The unanimous decision came as the ECB upgraded its economic growth forecasts and projected inflation to stabilize around the 2% target through 2028, reinforcing market expectations that further rate cuts are off the table for the foreseeable future.
Key Takeaways
- ECB held all three key rates unchanged: deposit rate at 2.00%, main refinancing at 2.15%, marginal lending at 2.40%
- Decision was unanimous, marking fourth consecutive pause since June 2025
- Inflation projections: 2.1% in 2025, 1.9% in 2026, 1.8% in 2027, 2.0% in 2028; Core inflation at 2.4% in 2025, 2.2% in 2026, 1.9% in 2027, 2.0% in 2028
- Growth projections upgraded: 1.4% in 2025 (up from 1.2%), 1.2% in 2026, 1.4% in 2027 and 2028
- Inflation revised higher for 2026 due to slower decline in services prices driven by stronger wage growth
- President Lagarde said ECB remains “in a good place” with “all optionalities on the table“
- Growth drivers: AI investment from both public and private sectors, surprisingly strong pharmaceutical exports
- ECB maintains data-dependent, meeting-by-meeting approach with no pre-commitment to rate path
Link to official ECB Monetary Policy Statement (December 2025)
In her press conference, ECB President Christine Lagarde maintained the central bank’s cautious stance, repeating that policymakers remain “in a good place” while emphasizing this position is “not static.” The statement removed previous references to the outlook being “uncertain,” representing a mildly hawkish shift in tone.
Lagarde highlighted two factors that have surprised the ECB on the upside: investment spending driven largely by AI development from both large corporations and SMEs, and resilient exports despite the tariff environment, particularly in pharmaceuticals. She specifically mentioned weight loss drugs as an example of surprisingly strong export performance.

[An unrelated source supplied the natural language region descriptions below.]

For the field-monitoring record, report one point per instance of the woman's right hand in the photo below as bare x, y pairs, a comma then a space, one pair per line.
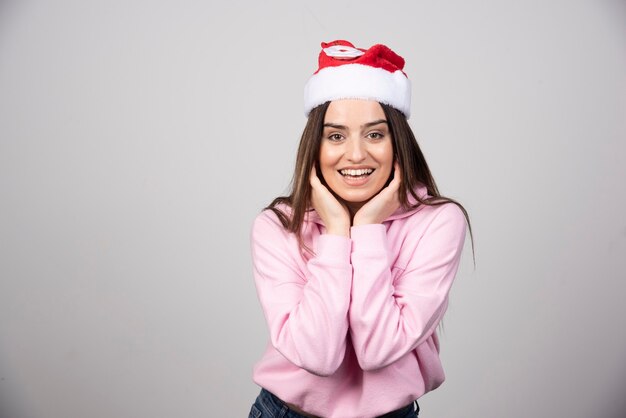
335, 215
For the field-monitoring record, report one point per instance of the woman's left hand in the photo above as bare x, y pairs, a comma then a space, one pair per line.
381, 206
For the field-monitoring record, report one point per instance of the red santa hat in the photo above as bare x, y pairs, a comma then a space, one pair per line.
346, 72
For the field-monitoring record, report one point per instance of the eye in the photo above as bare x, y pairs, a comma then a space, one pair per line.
375, 135
335, 137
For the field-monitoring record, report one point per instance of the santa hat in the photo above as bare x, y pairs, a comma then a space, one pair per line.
346, 72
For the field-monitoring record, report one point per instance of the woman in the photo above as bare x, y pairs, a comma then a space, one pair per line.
354, 267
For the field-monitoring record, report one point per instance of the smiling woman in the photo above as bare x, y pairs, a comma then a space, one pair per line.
353, 268
356, 153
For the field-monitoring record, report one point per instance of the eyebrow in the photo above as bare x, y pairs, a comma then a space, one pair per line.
365, 125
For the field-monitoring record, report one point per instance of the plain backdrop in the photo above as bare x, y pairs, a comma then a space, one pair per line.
139, 139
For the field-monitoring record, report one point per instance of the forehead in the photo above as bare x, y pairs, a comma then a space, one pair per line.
353, 111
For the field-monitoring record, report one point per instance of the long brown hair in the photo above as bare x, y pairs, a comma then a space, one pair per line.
415, 171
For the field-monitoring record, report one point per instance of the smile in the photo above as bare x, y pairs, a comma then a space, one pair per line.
362, 172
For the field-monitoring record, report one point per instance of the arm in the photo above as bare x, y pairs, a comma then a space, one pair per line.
389, 319
307, 314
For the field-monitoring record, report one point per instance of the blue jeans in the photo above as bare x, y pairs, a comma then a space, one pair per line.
268, 405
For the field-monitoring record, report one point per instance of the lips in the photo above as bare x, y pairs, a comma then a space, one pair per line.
356, 173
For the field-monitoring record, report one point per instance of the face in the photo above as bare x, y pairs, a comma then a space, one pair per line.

The upgraded inflation forecast for 2026 stems from expectations that services inflation will decline more slowly than previously anticipated, driven by wage growth that has exceeded ECB projections. Despite inflation projected to dip below the 2% target in 2026 and 2027, Lagarde emphasized that the Governing Council unanimously agreed to keep “all optionalities on the table” and maintain a meeting-by-meeting approach.
When asked about the next rate move, Lagarde avoided signaling direction, stating there was “no set date for any move” and that the ECB “simply cannot offer forward guidance” given elevated uncertainty.
Link to ECB Governing Council Press Conference (December 2025)
Market Reactions
Euro vs. Major Currencies: 5-min
Overlay of EUR vs. Major Currencies Chart by TradingView
The euro leaned bearish through the early London session, then popped modestly higher right after the rate announcement. That move likely reflected relief that the decision landed exactly as expected and that the ECB dropped the word uncertain from its statement.
EUR caught another bid during Lagarde’s press conference, but the rally did not last. As traders digested the ECB’s balanced tone and shifted focus back to weak U.S. inflation data, the euro’s gains quickly faded.
For the rest of the session, the shared currency drifted back to a bearish lean, except for moves against the dollar and the pound. By the end of the day, the euro finished broadly lower against most major currencies, even with the ECB upgrading its economic projections.
The muted reaction, followed by selling, likely reflected a few things coming together. Markets had already priced in the idea that the easing cycle is probably over, Lagarde’s focus on optionality offered little in the way of clear forward guidance, and projections showing inflation below target in 2026 and 2027 kept the door open to future cuts if conditions deteriorate.
The euro’s underperformance was also shaped by broader market dynamics, including year-end positioning and some profit-taking after a strong run earlier in 2025.
Taken together, price action suggests markets read the ECB’s balanced message as less hawkish than some had expected after recent comments from board member Isabel Schnabel that hinted the next move could eventually be a hike.